The conservative
head of Focus on the Family, Jim Daly, made a lot of sense to me as he reflected
on conservative election losses in his recent interview with columnist Mitchell
Landsberg.
He said, “I
think what we’ve got to do in the Christian community is be far more humble.and
not call it a war, a culture war.”
He also
said, “Frankly, after the election, I felt sorry for President Obama in one
respect: He’s got a tough job. We need to pray for him, as the Christian
community.”
I’m guessing
that Jim Daly and I don’t define the Christian community in the same way, since
the organization he leads invested lots of money in anti-gay initiatives, and I
see myself as a gay Christian.
I
appreciated his reflections on the current state of politics and the Christian
right, though. About immigration policy, he said that the evangelical community
should have been considering immigration reform years ago, “but we were led
more by political-think than church-think.”
Jim Daly
started sounding a lot like the progressive Christian writer Anne Lamott, a
comparison that surprises me and would probably surprise each of them.
He started sounding
humble and thoughtful, down-to-earth and kind.
Last night
my partner Ann and I attended Anne Lamott’s reading at Queen Anne’s United
Methodist church. Our friend Ellen, who is Jewish, attended with us, and we saw
lots our progressive church friends there.
Lamott is an
open kind of Christian, though she too (like me) is political. She opened her
talk by saying, “No offense to any Republicans in the room, but…Yea!!!” With “yea!”
she raised her hands in the air and danced in a circle.
Lamott
talked about her new book: Help Thanks
Wow: The Three Essential Prayers.
She says
that “Help” is the first prayer, a prayer she uttered 27 years ago when she
converted. “If you’re very, very lost,” she said, “just say, ‘Help?’ Someone
asks, ‘What if you don’t believe in God?’ Just say help.”
About her
conversion, she said, “I converted by accident.

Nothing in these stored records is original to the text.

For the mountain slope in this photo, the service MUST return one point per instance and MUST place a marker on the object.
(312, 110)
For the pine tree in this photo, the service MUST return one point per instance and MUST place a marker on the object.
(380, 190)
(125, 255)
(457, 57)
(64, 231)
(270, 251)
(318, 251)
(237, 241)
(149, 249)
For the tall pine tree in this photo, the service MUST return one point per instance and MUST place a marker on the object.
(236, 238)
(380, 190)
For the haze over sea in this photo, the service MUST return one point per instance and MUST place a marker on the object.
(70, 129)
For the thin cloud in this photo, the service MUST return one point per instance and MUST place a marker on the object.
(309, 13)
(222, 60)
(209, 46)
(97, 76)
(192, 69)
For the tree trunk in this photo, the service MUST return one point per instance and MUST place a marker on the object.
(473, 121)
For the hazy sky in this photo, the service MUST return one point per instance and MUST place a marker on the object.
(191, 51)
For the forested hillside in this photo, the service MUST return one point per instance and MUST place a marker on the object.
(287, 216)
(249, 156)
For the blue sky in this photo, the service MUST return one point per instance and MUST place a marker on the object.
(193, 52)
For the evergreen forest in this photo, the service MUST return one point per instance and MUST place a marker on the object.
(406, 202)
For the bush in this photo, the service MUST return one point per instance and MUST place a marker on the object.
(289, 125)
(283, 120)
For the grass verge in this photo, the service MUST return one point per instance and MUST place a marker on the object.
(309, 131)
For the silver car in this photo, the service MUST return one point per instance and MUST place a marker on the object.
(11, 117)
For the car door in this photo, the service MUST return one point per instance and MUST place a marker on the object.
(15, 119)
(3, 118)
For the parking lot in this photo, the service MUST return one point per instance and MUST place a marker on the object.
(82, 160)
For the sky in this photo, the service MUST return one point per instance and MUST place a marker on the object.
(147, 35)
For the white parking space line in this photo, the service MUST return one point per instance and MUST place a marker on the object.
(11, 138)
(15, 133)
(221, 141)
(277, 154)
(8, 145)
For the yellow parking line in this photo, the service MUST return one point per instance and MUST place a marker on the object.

I was drunk.”
Twenty-six
years ago, she had her last drink, and her prayer turned to gratitude, the
second essential prayer: “Thank you,” or really “ThankyouThankyouThankyouThanyouThankyou.”
She said, “If
somebody is grateful and funny, I want to sit by them.”
I thought, “I’m
grateful and funny. Maybe she’ll sit by me. I would say thank you.”
The third
prayer, “Wow!” is “when we’ve run out of words to express the stunning wonder
and beauty of the natural world.”
If there
were a fourth prayer, she said it would be “Hi.” She said, “I believe that when
I say ‘hi,’ and someone hears, that’s prayer.”
Lamott is down-to-earth
and funny. My favorite quote of the night was from her friend Pammy, who had
cancer and was in a wheelchair at the time and has since passed. Lamott was
trying on a dress and asked, “Does this dress make my hips look big?” Pammy
responded, “Anne, you don’t have that kind of time.”
Lamott’s
thinking about how she wants to spend her time now. “I just want to sit by
someone and talk about God,” she said.
Lamott’s
honest about her shortcomings in the Christian lexicon. (“I’m not one of those
Christians who’s heavily into forgiveness,” she said.)
One of my
favorite themes of the night was the impossibility of naming God. She likes the
name “Howard,” as in “Our God, who art in heaven, Howard be thy name.”
She also
likes “Chris” but I’ve forgotten why—maybe because a gender neutral name is a
good one for a father-mother God.
Her best
name for God, I thought, was “not me—not Anne.” She would pray, “Oh help me, not Annie,”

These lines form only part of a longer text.